Incident Report for TOPdesk SaaS Status page

Postmortem

Incident Details

The disruption began on November 4 with environments hosted in the NL4 data center being unreachable. Our team promptly responded by initiating an internal conference call and publishing the disruption on our status page to keep our customers informed.
First investigation of the issue pointed towards the hosting location itself being unreachable and we contacted our hosting provider, who informed us that the primary edge firewall had been accidentally restarted during routine maintenance work on the secondary firewall. This restart caused all NL4 instances to become unreachable because none of the firewalls were online. Our hosting provider immediately began working on a resolution of the firewall issue and as soon as the hosting location was reachable again, a partial restoration of services was achieved with key servers and environments becoming reachable again. Our team monitored the situation closely and confirmed that the services were stable. We updated our status page to reflect the monitoring status and later confirmed the resolution of the issue.

On the following day, additional issues related to the NL4 disruption were reported, including slowness in sending emails and certain functionalities within TOPdesk not working correctly. These issues were linked to the previous day's firewall incident, as a VPN configuration had been lost during the accidental restart. Our hosting provider re-applied the correct configuration, which resolved the remaining issues. Although we did not observe delays longer than two seconds in the logging of our SMTP servers, our engineers decided to reboot the SMTP servers to ensure they were not contributing to the slow email sending issue.
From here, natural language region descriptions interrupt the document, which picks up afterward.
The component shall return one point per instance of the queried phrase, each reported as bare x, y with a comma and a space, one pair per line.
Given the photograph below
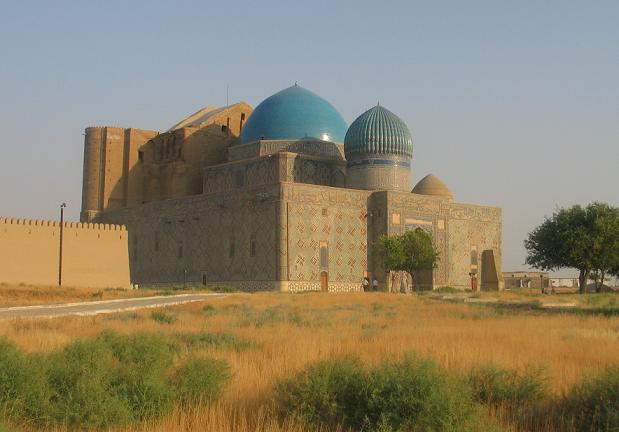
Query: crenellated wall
94, 255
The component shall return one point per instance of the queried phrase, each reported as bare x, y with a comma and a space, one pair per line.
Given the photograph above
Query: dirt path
103, 306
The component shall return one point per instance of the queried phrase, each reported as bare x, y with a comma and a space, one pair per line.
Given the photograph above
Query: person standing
365, 284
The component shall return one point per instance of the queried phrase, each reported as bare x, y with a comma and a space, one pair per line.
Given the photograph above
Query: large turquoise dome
294, 113
378, 131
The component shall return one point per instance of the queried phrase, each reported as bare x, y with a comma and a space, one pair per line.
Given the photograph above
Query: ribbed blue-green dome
294, 113
378, 131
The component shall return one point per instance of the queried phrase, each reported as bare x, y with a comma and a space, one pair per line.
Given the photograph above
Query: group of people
366, 284
400, 282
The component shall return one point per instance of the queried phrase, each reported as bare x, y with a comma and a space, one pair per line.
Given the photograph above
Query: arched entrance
324, 281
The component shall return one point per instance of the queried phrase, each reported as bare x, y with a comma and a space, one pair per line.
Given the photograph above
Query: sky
511, 103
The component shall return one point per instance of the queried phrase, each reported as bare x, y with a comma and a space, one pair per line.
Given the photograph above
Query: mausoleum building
284, 197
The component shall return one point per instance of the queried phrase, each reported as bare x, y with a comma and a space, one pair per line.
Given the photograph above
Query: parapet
69, 225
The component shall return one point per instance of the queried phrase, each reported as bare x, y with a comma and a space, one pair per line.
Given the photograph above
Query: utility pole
62, 207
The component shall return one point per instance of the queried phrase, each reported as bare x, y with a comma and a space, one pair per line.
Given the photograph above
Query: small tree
410, 252
586, 239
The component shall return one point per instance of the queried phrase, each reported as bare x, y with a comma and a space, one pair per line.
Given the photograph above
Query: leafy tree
410, 252
586, 239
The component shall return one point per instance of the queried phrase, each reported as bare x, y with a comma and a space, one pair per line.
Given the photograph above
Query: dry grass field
25, 295
274, 336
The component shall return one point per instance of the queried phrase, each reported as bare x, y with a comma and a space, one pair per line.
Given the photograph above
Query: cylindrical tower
379, 149
91, 183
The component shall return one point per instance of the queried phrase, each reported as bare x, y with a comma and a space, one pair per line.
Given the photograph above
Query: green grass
510, 389
410, 395
108, 381
593, 404
163, 317
217, 340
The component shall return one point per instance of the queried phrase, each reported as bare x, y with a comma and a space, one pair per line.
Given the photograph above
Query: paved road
103, 306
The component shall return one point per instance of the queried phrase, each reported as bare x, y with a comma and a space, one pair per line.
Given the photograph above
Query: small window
135, 249
324, 255
252, 245
239, 178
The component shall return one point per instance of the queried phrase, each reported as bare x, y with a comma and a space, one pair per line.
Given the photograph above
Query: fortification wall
94, 255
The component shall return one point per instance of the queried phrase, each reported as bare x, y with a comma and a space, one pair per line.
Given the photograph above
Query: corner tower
379, 149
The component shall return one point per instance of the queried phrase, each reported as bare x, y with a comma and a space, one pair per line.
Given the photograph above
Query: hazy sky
514, 104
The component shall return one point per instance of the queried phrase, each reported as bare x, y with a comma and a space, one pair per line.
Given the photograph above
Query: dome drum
379, 149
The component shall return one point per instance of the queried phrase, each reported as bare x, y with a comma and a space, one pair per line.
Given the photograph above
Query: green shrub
201, 380
219, 340
163, 317
102, 382
496, 386
23, 386
415, 395
327, 393
411, 395
593, 405
448, 290
111, 380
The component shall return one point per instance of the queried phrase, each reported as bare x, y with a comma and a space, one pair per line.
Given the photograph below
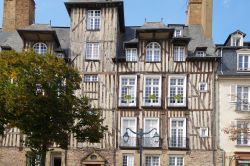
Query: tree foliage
37, 96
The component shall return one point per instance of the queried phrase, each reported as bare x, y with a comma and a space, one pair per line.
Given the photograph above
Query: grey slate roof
14, 40
194, 32
97, 1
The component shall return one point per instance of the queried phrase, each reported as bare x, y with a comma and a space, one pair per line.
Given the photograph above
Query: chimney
18, 14
201, 12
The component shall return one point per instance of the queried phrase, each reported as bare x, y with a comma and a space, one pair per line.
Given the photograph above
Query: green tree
37, 95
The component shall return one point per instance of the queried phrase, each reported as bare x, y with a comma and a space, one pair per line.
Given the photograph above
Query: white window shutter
233, 93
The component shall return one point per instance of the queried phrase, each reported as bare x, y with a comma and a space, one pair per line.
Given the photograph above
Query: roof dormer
236, 39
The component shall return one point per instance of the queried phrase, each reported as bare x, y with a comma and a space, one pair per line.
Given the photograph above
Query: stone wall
18, 14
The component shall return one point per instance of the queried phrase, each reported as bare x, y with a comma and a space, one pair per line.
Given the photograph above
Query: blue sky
228, 16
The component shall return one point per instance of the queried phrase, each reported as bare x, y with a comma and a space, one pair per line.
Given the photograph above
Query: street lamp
140, 134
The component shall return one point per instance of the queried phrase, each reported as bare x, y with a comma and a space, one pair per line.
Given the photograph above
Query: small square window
90, 78
200, 53
177, 33
203, 132
131, 54
203, 87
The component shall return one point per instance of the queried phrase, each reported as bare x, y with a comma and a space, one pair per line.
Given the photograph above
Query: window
152, 161
128, 160
149, 124
200, 53
32, 159
243, 98
243, 62
92, 51
56, 160
90, 78
153, 52
127, 90
128, 123
176, 161
152, 91
179, 53
236, 41
243, 131
131, 54
94, 20
203, 87
40, 48
203, 132
178, 133
177, 33
177, 91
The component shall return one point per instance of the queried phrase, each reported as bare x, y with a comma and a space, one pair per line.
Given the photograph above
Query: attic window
40, 48
236, 41
200, 53
177, 33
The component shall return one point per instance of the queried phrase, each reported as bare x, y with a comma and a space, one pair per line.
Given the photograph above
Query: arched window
40, 48
153, 52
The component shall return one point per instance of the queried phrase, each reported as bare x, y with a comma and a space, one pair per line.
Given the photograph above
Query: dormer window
236, 41
200, 53
94, 20
153, 52
177, 33
40, 48
131, 55
243, 62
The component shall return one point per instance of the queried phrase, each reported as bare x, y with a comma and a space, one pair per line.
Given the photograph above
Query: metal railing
127, 102
147, 142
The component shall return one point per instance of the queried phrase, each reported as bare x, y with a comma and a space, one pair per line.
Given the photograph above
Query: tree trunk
43, 155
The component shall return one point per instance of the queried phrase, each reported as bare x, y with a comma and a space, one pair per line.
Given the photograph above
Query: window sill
242, 146
91, 60
93, 30
152, 61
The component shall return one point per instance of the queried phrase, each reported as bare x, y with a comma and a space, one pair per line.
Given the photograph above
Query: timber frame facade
151, 77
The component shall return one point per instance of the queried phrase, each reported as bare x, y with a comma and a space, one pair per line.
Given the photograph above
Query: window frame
89, 26
234, 39
242, 122
184, 131
53, 156
40, 51
205, 86
91, 78
248, 62
152, 50
92, 56
206, 133
176, 34
179, 58
130, 57
151, 90
135, 91
200, 53
153, 132
134, 142
128, 164
151, 158
184, 77
175, 158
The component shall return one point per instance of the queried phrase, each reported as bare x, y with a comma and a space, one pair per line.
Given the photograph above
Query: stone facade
200, 12
18, 14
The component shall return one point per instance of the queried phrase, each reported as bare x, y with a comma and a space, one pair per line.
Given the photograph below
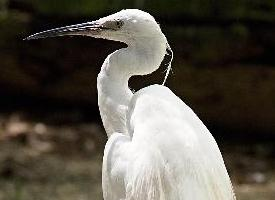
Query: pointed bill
91, 28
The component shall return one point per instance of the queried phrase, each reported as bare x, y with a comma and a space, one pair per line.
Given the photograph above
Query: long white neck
139, 58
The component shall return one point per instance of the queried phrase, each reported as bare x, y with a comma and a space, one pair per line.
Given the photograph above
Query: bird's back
170, 154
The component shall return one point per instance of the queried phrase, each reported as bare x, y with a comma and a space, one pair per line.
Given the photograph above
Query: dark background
51, 136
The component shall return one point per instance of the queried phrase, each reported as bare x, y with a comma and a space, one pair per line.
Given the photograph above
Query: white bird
157, 149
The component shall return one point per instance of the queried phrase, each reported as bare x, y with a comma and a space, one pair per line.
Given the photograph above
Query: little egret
157, 149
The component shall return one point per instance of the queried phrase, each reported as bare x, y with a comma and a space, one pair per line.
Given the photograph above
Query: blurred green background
51, 136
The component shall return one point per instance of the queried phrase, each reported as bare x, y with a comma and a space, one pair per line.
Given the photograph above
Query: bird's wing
169, 155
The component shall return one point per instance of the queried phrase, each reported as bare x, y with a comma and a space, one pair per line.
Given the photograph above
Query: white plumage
158, 149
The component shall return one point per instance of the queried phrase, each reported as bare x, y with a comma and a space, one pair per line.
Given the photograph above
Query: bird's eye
119, 23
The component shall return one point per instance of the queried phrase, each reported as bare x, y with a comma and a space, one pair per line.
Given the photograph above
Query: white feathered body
169, 154
157, 149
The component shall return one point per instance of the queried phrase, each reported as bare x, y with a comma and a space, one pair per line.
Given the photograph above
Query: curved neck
114, 95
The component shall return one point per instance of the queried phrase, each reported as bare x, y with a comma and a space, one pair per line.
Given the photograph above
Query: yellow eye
119, 23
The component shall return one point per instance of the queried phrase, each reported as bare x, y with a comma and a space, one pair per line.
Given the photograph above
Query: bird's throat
114, 95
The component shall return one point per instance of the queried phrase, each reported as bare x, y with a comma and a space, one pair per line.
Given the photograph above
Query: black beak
88, 28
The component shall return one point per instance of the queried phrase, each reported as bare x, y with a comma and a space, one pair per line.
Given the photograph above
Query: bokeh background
51, 136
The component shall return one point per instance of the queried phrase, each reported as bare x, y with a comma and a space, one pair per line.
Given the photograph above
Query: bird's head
125, 26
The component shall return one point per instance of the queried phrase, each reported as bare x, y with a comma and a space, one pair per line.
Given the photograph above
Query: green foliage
237, 9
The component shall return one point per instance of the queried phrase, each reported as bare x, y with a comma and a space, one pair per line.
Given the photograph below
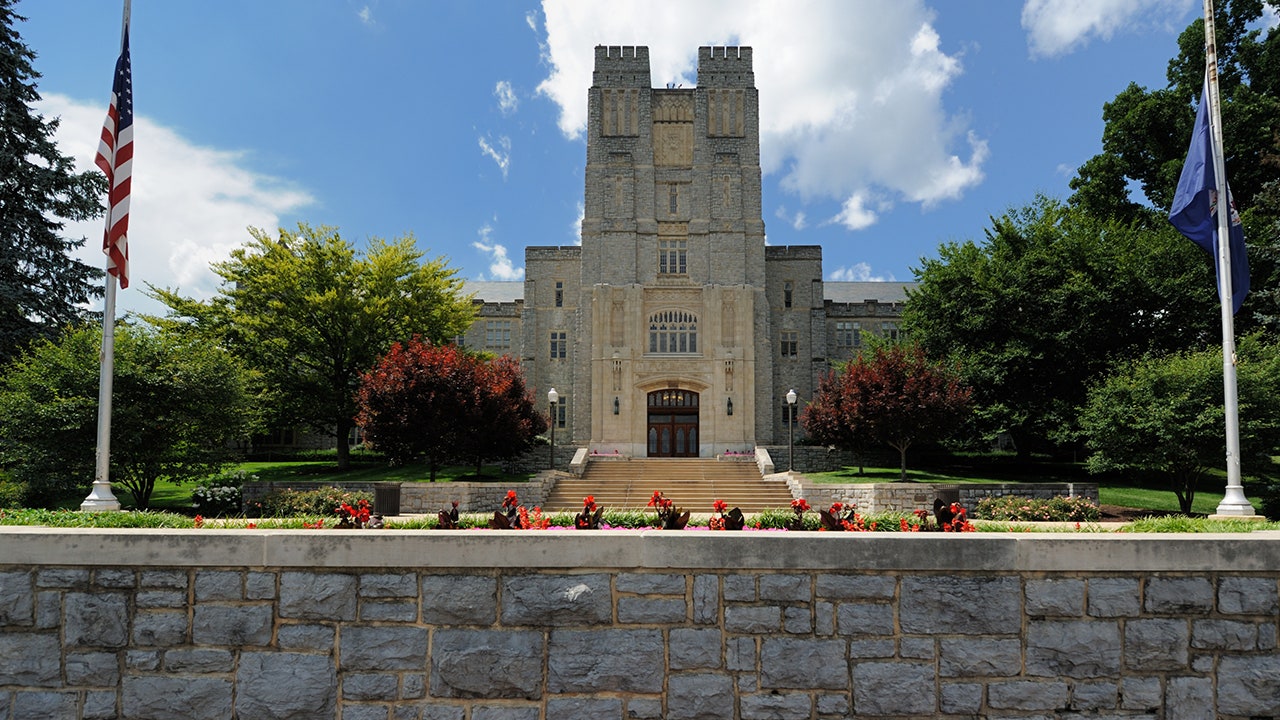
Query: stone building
675, 329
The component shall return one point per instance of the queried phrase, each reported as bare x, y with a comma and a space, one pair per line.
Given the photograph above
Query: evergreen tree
42, 287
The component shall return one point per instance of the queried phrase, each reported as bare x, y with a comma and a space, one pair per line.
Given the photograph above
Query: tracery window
672, 331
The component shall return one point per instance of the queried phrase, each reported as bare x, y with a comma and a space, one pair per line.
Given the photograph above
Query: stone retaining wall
480, 625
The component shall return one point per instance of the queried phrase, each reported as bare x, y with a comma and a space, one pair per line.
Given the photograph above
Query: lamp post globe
552, 399
791, 424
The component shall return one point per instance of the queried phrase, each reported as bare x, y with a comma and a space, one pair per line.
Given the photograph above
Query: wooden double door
672, 429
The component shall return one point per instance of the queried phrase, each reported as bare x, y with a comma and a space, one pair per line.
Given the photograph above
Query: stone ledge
627, 550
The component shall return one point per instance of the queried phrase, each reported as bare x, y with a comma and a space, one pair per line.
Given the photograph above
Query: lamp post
791, 424
552, 397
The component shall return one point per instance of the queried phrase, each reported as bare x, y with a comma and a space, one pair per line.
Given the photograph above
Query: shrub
220, 495
324, 501
1025, 509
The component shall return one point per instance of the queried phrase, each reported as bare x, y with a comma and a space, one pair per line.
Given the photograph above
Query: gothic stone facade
673, 329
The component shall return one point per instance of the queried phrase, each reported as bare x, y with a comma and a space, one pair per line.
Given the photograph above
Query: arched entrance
672, 429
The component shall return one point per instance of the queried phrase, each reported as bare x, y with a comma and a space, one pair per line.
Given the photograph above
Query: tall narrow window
790, 343
672, 256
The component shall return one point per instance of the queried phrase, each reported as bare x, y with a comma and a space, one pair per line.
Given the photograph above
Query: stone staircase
693, 483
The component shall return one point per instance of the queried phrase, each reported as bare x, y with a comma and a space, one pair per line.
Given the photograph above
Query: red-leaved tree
895, 396
440, 402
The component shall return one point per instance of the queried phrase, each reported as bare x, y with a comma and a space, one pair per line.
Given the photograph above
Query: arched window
672, 331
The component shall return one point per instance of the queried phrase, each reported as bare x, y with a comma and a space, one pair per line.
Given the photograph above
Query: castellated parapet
725, 67
621, 65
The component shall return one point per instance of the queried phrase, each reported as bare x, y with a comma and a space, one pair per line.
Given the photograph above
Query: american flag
115, 159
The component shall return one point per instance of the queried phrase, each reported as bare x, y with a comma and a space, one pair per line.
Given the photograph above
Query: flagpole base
1235, 506
100, 500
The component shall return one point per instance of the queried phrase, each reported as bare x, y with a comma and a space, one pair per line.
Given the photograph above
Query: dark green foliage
42, 287
1165, 414
177, 405
324, 501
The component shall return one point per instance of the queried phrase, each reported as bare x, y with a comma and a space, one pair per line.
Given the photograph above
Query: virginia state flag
1194, 212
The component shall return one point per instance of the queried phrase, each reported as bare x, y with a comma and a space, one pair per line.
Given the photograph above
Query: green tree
310, 313
42, 288
1165, 415
177, 409
1047, 302
1147, 132
891, 395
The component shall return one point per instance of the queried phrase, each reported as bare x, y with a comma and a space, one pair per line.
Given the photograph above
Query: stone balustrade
635, 624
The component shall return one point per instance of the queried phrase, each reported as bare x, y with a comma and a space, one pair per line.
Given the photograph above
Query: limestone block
650, 583
164, 697
580, 661
199, 661
1095, 696
803, 664
752, 619
650, 610
305, 637
1248, 596
702, 696
557, 600
1153, 645
978, 606
1114, 597
871, 619
1224, 634
460, 600
369, 686
318, 596
44, 703
383, 647
388, 584
785, 588
705, 598
979, 657
96, 620
1028, 695
1179, 595
219, 584
236, 625
776, 706
284, 686
691, 648
1189, 698
1052, 596
1073, 648
487, 664
894, 688
92, 669
584, 707
1248, 686
17, 598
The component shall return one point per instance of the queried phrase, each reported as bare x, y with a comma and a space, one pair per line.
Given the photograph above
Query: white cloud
501, 267
1057, 27
506, 95
858, 272
501, 155
190, 205
854, 213
850, 91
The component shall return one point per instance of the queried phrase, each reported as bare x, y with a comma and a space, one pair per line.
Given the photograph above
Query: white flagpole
100, 497
1234, 504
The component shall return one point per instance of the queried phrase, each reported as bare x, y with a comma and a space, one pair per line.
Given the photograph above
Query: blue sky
887, 128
By November 6, we received confirmation from our customers that everything was working as expected and all issues had been resolved.

Root Cause

The cause of the disruption was a combination of maintenance on the secondary firewall and the accidental restart of the primary firewall. Under normal circumstances, an accidental restart of the primary firewall would not have caused issues due to the presence of a secondary firewall. However, in this instance, the secondary firewall was also down due to maintenance purposes. As a result, there was no fallback available. Subsequent issues were related to a lost VPN configuration, which was corrected the following day.

Actions Taken

In response to the incident, we took immediate actions to restore services and communicate with our customers. Our team worked closely with our hosting provider to investigate and resolve the issue. We provided timely updates on our status page and confirmed the restoration of services with affected customers. Additionally, our engineers proactively rebooted the SMTP servers to eliminate any potential causes of the slow email sending issue.

Next Steps

The combination of both firewalls being offline is a rare case, as there will always be at least one firewall available under normal circumstances. While we cannot completely eliminate the potential for human error, we are taking several measures to mitigate its impact and enhance the robustness of our systems. To address this, we have created a backlog incident to explore ways to make our software more robust and less dependent on VPN configurations. Solving this issue will help ensure that functionalities continue to work properly even in the event of an accidental firewall reboot.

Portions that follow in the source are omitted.